Cliffs — which runs United Taconite, Hibbing Taconite and Northshore Mining on Minnesota's Iron Range — reported ore sales of $569 million. Profits for the quarter that ended June 30 more than doubled to $77 million compared with the same period a year ago.

The uptick was welcome news for Cliffs, which struggled mightily with the global industry downturn of the last two-and-a-half years. The Ohio-based company exited several coal businesses and idled its Minnesota taconite plants for months in an effort to restructure amid a shifting landscape.

But beginning last year, Cliffs benefited from increases in global taconite prices and welcomed a host of new orders from steel producers. In August 2016 it reopened its United Taconite plant in Forbes, Minn., and that same month began building a new adjacent processing plant. That $75 million Mustang "superflux" iron-pellet plant opened in May.
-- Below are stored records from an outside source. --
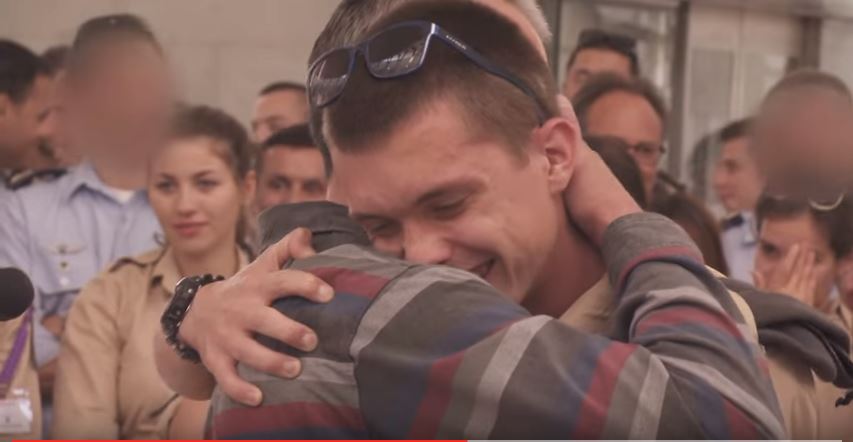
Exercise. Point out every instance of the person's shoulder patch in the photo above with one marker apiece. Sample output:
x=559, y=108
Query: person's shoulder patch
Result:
x=139, y=261
x=24, y=178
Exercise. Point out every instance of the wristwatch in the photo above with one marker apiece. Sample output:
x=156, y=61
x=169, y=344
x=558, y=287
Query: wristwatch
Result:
x=177, y=309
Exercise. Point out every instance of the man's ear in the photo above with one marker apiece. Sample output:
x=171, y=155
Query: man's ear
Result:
x=556, y=140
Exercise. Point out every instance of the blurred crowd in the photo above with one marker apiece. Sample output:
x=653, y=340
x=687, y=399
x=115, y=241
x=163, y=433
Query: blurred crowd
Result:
x=114, y=189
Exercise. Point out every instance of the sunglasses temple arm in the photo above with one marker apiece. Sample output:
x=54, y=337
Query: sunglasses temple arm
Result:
x=494, y=69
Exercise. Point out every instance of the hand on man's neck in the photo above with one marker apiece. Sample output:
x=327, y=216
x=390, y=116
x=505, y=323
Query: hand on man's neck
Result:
x=574, y=267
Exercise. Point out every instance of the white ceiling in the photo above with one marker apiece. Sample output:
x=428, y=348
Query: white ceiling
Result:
x=821, y=8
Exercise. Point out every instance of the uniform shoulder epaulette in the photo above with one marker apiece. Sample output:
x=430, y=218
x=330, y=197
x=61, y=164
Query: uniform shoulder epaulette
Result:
x=139, y=261
x=23, y=178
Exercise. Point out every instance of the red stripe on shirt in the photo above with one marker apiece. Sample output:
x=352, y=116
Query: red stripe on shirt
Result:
x=439, y=392
x=593, y=413
x=351, y=281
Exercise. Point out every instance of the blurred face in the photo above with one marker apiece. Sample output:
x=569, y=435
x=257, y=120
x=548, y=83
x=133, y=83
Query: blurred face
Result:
x=589, y=62
x=291, y=175
x=278, y=110
x=195, y=195
x=121, y=100
x=779, y=234
x=632, y=119
x=457, y=199
x=737, y=180
x=802, y=140
x=24, y=124
x=844, y=280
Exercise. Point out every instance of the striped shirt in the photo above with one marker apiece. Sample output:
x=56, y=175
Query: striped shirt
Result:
x=413, y=351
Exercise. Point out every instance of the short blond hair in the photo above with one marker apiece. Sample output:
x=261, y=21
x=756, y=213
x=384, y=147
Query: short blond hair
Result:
x=533, y=12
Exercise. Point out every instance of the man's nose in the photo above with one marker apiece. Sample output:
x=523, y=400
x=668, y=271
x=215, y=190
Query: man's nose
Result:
x=425, y=245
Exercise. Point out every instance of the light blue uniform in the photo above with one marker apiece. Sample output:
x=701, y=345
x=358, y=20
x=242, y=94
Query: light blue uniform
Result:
x=63, y=232
x=740, y=242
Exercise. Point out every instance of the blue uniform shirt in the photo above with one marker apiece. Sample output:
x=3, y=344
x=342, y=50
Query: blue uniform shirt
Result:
x=740, y=241
x=63, y=232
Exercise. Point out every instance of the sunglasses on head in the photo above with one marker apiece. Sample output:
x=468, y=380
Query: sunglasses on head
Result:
x=598, y=37
x=397, y=51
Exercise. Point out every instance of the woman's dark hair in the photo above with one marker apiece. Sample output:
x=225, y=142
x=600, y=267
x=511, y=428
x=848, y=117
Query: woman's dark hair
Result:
x=693, y=217
x=238, y=154
x=836, y=223
x=614, y=152
x=19, y=68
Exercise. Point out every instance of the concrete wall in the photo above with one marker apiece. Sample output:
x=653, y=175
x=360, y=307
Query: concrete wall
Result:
x=223, y=51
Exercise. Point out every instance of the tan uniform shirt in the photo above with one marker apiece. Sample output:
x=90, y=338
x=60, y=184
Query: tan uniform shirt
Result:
x=107, y=383
x=26, y=376
x=801, y=395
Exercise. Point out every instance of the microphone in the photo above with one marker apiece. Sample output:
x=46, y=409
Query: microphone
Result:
x=16, y=293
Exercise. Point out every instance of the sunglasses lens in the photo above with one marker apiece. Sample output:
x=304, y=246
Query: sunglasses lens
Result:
x=397, y=51
x=327, y=79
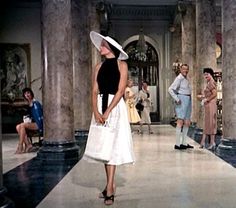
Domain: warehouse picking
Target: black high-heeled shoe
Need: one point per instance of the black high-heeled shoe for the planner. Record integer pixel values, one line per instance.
(103, 194)
(109, 200)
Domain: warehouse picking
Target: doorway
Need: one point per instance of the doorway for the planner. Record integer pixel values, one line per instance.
(144, 67)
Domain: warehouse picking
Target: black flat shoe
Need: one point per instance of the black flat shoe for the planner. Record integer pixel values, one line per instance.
(181, 147)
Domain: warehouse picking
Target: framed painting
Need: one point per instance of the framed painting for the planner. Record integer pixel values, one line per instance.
(14, 70)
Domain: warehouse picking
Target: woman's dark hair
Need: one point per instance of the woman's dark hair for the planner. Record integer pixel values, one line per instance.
(27, 89)
(114, 49)
(209, 70)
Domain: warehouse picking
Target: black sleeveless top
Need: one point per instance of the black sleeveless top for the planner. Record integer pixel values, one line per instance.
(108, 79)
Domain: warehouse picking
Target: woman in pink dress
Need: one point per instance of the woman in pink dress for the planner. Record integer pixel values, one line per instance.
(208, 100)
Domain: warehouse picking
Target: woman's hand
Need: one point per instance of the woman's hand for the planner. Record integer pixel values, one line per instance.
(105, 116)
(178, 102)
(99, 118)
(200, 97)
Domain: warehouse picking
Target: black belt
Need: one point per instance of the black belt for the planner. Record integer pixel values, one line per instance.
(184, 94)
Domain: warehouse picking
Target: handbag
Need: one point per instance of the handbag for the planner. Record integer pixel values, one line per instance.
(139, 106)
(100, 142)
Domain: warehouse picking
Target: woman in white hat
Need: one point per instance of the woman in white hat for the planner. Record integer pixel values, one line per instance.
(109, 83)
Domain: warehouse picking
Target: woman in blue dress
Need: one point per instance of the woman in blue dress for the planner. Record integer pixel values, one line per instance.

"Our second quarter results clearly demonstrate the true power of our U.S. iron ore business, in which we have unrivaled operational, commercial, logistical and quality advantages," said CEO Lourenco Goncalves in a statement. "Even as iron ore prices in Asia dropped substantially during the second quarter, these unique advantages enabled us to achieve earnings before taxes and depreciation margins that are at the peak of the industry in the United States."

Goncalves said Cliffs will expand again, this time by building a new "HBI" iron-ore briquette plant in Toledo, Ohio. Minnesota and six other states had been possible contenders for the project.

Goncalves said the new plant in Ohio "will enable Cliffs to supply high-quality, customized HBI as feedstock to select electric arc furnace steelmakers. As electric arc furnaces become Cliffs' clients, we expect the earnings power of U.S. iron ore will carry over to this new business."

Iron ore that is processed into HBI briquettes is considered high value because the briquettes have a higher concentration of iron and can be processed in the more efficient electric arc furnaces.